Correlational Analysis

Now that we have established that our data does not meet the assumption of normality, we’ll proceed with Spearman’s rank correlation. Spearman’s correlation is a non-parametric test that does not assume that the data is normally distributed. This makes it a suitable choice for our dataset.

Running the Spearman Correlation

We can run the Spearman correlation using the cor.test() function, specifying the method as “spearman”.

# Running Spearman correlation
cor_result <- cor.test(data_RQ$AOA, data_RQ$PronEng, method = "spearman")

## Warning in cor.test.default(data_RQ$AOA, data_RQ$PronEng, method = "spearman"):
## Cannot compute exact p-value with ties

cor_result

## 
##  Spearman's rank correlation rho
## 
## data:  data_RQ$AOA and data_RQ$PronEng
## S = 4272925, p-value < 2.2e-16
## alternative hypothesis: true rho is not equal to 0
## sample estimates:
##        rho 
## -0.8546005

Here, cor_result will contain the Spearman’s rho value along with the p-value.

Calculating 95% Confidence Interval for Spearman’s Rho

We’ll use the RVAideMemoire package to calculate the 95% confidence interval for Spearman’s rho.

# Load the RVAideMemoire package
# install.packages('RVAideMemoire')
library(RVAideMemoire)

## *** Package RVAideMemoire v 0.9-83-7 ***

# Calculating 95% CI for Spearman's rho
ci_result <- spearman.ci(data_RQ$AOA, data_RQ$PronEng, nrep = 1000, conf.level = 0.95)
ci_result

## 
##  Spearman's rank correlation
## 
## data:  data_RQ$AOA and data_RQ$PronEng
## 1000 replicates
## 
## 95 percent confidence interval:
##  -0.8829082 -0.8224301
## sample estimates:
##        rho 
## -0.8546005

Interpretation of Spearman’s Rank Correlation Results

Spearman’s Rho Value

The Spearman’s rho value is -0.855, which is very close to -1. This indicates a strong negative correlation between Age of Acquisition (AOA) and English Pronunciation (PronEng).
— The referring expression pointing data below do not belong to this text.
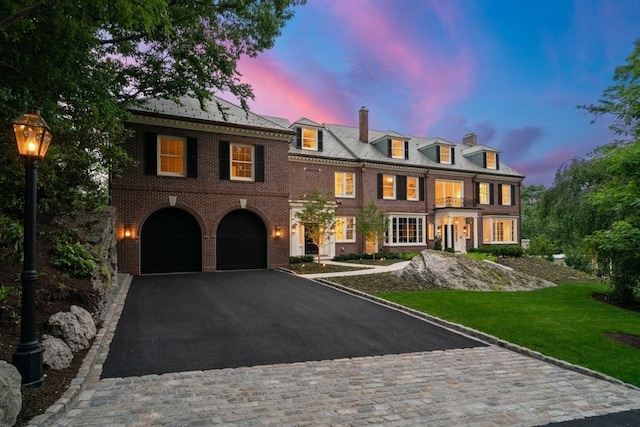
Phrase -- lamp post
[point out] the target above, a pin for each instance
(33, 137)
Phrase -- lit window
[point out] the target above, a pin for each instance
(412, 188)
(491, 160)
(388, 187)
(242, 162)
(397, 149)
(506, 194)
(445, 154)
(449, 194)
(309, 139)
(405, 230)
(483, 193)
(345, 229)
(345, 184)
(499, 230)
(171, 156)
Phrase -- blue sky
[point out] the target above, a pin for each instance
(512, 71)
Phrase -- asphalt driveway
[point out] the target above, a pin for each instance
(201, 321)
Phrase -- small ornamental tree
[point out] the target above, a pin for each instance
(318, 215)
(371, 223)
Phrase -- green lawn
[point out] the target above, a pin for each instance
(564, 322)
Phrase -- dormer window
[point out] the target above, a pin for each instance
(309, 138)
(491, 160)
(445, 155)
(397, 149)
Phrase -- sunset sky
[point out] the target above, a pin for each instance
(512, 71)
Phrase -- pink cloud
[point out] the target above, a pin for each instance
(433, 76)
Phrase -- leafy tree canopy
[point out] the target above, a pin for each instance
(84, 62)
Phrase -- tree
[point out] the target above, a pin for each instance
(84, 62)
(318, 216)
(619, 195)
(532, 222)
(372, 223)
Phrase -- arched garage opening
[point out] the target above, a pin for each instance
(241, 241)
(170, 242)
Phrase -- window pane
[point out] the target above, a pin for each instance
(397, 149)
(171, 156)
(412, 188)
(309, 139)
(445, 154)
(388, 187)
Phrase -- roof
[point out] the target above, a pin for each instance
(189, 108)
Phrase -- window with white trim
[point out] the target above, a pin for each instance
(397, 149)
(506, 194)
(484, 197)
(345, 184)
(445, 154)
(500, 230)
(449, 194)
(172, 156)
(413, 188)
(242, 162)
(491, 160)
(345, 229)
(309, 139)
(388, 187)
(406, 229)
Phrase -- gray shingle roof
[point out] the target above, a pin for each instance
(189, 108)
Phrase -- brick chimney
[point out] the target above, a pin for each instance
(364, 125)
(470, 140)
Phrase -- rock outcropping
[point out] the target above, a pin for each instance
(10, 395)
(448, 271)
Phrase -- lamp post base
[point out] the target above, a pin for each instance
(28, 360)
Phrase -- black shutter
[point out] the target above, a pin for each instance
(223, 152)
(259, 165)
(192, 157)
(401, 187)
(150, 153)
(298, 137)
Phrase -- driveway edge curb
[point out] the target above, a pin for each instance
(478, 334)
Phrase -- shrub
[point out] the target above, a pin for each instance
(11, 238)
(507, 251)
(72, 256)
(578, 260)
(301, 259)
(542, 246)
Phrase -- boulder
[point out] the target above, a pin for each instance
(56, 353)
(449, 271)
(10, 394)
(75, 327)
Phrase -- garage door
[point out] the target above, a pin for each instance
(241, 242)
(171, 242)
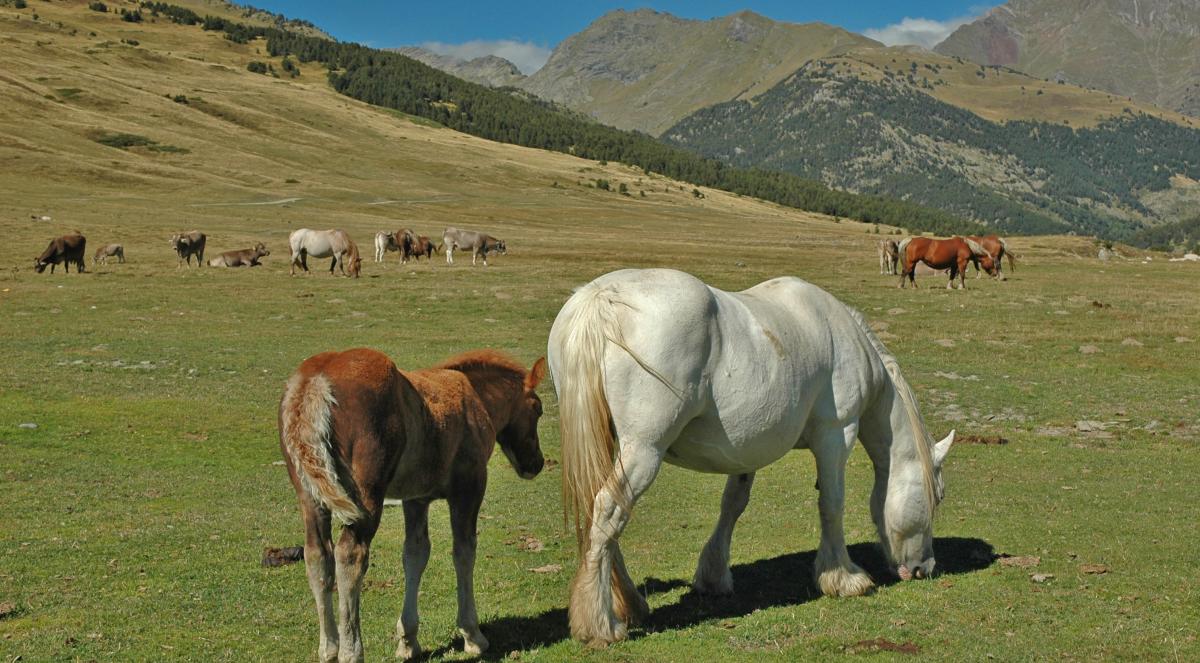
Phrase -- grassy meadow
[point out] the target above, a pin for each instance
(135, 514)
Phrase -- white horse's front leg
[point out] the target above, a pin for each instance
(598, 614)
(835, 573)
(417, 555)
(713, 573)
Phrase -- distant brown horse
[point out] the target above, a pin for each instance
(889, 255)
(355, 430)
(952, 254)
(420, 245)
(997, 249)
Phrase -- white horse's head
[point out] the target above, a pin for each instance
(915, 489)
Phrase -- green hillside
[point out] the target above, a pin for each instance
(891, 136)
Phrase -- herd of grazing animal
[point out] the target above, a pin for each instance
(335, 244)
(687, 388)
(953, 255)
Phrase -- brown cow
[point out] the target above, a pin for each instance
(420, 246)
(67, 249)
(245, 257)
(108, 251)
(187, 245)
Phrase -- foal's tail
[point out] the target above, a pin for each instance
(305, 430)
(1012, 258)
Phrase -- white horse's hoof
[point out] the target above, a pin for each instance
(408, 650)
(840, 581)
(473, 644)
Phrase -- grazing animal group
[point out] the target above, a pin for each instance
(649, 366)
(953, 255)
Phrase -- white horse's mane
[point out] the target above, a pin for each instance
(923, 442)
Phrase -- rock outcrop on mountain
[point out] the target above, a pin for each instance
(489, 70)
(646, 70)
(1146, 49)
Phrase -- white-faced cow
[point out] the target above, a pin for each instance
(108, 251)
(245, 257)
(187, 245)
(479, 244)
(67, 250)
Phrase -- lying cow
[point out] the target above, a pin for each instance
(67, 249)
(108, 251)
(187, 245)
(245, 257)
(480, 244)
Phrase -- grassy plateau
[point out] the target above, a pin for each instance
(135, 514)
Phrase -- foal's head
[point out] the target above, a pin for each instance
(519, 440)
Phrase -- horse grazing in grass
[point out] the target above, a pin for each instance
(889, 255)
(325, 244)
(655, 366)
(355, 430)
(952, 254)
(997, 249)
(420, 245)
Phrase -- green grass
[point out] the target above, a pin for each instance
(137, 511)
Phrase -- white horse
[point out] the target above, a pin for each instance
(325, 244)
(384, 242)
(654, 365)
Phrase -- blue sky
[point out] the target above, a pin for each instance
(526, 33)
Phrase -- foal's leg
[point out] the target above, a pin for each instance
(604, 599)
(713, 573)
(318, 559)
(417, 555)
(353, 554)
(463, 520)
(837, 574)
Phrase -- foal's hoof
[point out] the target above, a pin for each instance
(473, 644)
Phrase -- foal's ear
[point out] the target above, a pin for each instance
(535, 374)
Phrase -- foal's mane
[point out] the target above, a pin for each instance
(923, 442)
(487, 365)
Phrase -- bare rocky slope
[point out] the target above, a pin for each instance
(1146, 49)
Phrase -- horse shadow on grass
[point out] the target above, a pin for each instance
(778, 581)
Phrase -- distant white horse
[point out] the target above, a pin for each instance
(384, 242)
(654, 365)
(325, 244)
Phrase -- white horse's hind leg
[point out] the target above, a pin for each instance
(417, 556)
(713, 573)
(604, 599)
(835, 573)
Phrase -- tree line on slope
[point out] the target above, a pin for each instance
(509, 115)
(889, 138)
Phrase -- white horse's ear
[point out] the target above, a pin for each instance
(942, 448)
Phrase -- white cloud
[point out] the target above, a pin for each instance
(921, 31)
(527, 57)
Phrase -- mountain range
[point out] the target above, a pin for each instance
(1015, 150)
(1145, 49)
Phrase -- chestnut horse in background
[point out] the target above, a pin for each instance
(997, 249)
(952, 254)
(354, 430)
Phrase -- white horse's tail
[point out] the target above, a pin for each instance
(1012, 258)
(305, 430)
(589, 446)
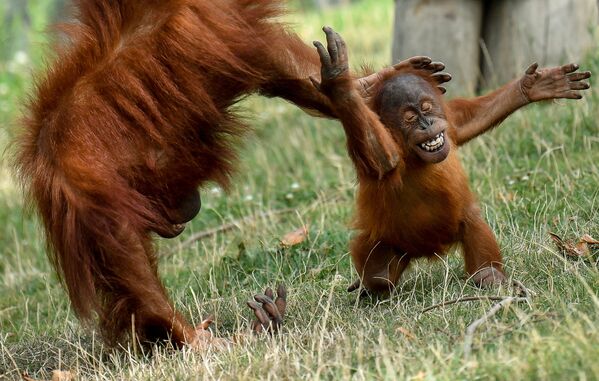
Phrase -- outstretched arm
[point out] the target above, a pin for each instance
(293, 63)
(473, 117)
(370, 146)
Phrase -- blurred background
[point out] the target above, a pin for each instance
(539, 172)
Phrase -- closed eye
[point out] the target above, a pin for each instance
(409, 116)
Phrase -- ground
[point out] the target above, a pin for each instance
(537, 173)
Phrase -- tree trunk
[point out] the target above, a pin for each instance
(550, 32)
(445, 30)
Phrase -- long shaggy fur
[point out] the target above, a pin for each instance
(133, 114)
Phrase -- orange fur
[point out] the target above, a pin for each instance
(131, 117)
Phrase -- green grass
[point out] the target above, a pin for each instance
(538, 172)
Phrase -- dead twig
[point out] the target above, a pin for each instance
(464, 299)
(235, 224)
(524, 295)
(522, 291)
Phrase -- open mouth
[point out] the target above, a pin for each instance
(434, 144)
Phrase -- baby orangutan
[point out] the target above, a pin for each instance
(423, 205)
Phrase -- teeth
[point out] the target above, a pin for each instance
(434, 144)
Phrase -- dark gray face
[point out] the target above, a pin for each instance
(411, 109)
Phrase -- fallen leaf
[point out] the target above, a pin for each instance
(295, 237)
(583, 244)
(57, 375)
(406, 333)
(588, 239)
(62, 375)
(576, 250)
(506, 197)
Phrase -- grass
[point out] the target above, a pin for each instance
(538, 172)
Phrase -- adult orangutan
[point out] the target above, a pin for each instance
(130, 119)
(424, 205)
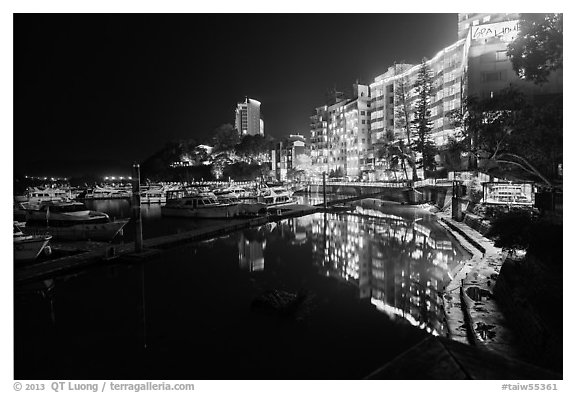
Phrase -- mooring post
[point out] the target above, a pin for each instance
(324, 188)
(136, 213)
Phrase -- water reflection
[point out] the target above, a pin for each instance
(251, 246)
(400, 262)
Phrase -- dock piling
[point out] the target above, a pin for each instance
(324, 188)
(136, 213)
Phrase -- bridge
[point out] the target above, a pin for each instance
(411, 192)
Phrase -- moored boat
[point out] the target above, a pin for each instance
(153, 195)
(105, 193)
(72, 221)
(202, 205)
(275, 197)
(28, 247)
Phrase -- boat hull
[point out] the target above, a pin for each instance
(88, 231)
(153, 199)
(228, 211)
(29, 249)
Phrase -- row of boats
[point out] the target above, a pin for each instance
(53, 214)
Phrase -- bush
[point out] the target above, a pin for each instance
(521, 230)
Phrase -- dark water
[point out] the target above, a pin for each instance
(371, 281)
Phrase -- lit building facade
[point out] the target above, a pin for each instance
(489, 68)
(447, 70)
(340, 134)
(286, 155)
(248, 121)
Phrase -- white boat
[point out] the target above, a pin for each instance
(202, 205)
(72, 221)
(28, 247)
(276, 196)
(153, 195)
(105, 193)
(35, 195)
(233, 192)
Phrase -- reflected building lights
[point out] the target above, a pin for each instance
(400, 264)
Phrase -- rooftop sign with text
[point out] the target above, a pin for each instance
(506, 31)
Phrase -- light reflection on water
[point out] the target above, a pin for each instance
(398, 257)
(400, 262)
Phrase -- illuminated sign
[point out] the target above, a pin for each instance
(509, 193)
(506, 31)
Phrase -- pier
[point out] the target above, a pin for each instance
(86, 254)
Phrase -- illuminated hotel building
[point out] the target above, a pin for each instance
(340, 133)
(489, 68)
(285, 155)
(476, 64)
(248, 121)
(448, 69)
In practical terms, this suggests that as the age of acquiring English (AOA) increases, the quality of English pronunciation (PronEng) tends to decrease, or vice versa.

95% Confidence Interval

The 95% confidence interval for the Spearman’s rho is between -0.883 and -0.822. The confidence interval is narrow and does not contain zero, further confirming that the correlation is both strong and statistically significant. Specifically, we can be 95% confident that the true Spearman’s rho in the population lies between -0.883 and -0.822.

Overall Conclusion

The analysis clearly indicates a strong, negative relationship between AOA and PronEng. Given the narrow 95% confidence interval that does not contain zero, we can say that this relationship is statistically significant. Therefore, the age at which one acquires English is strongly and inversely related to the quality of English pronunciation.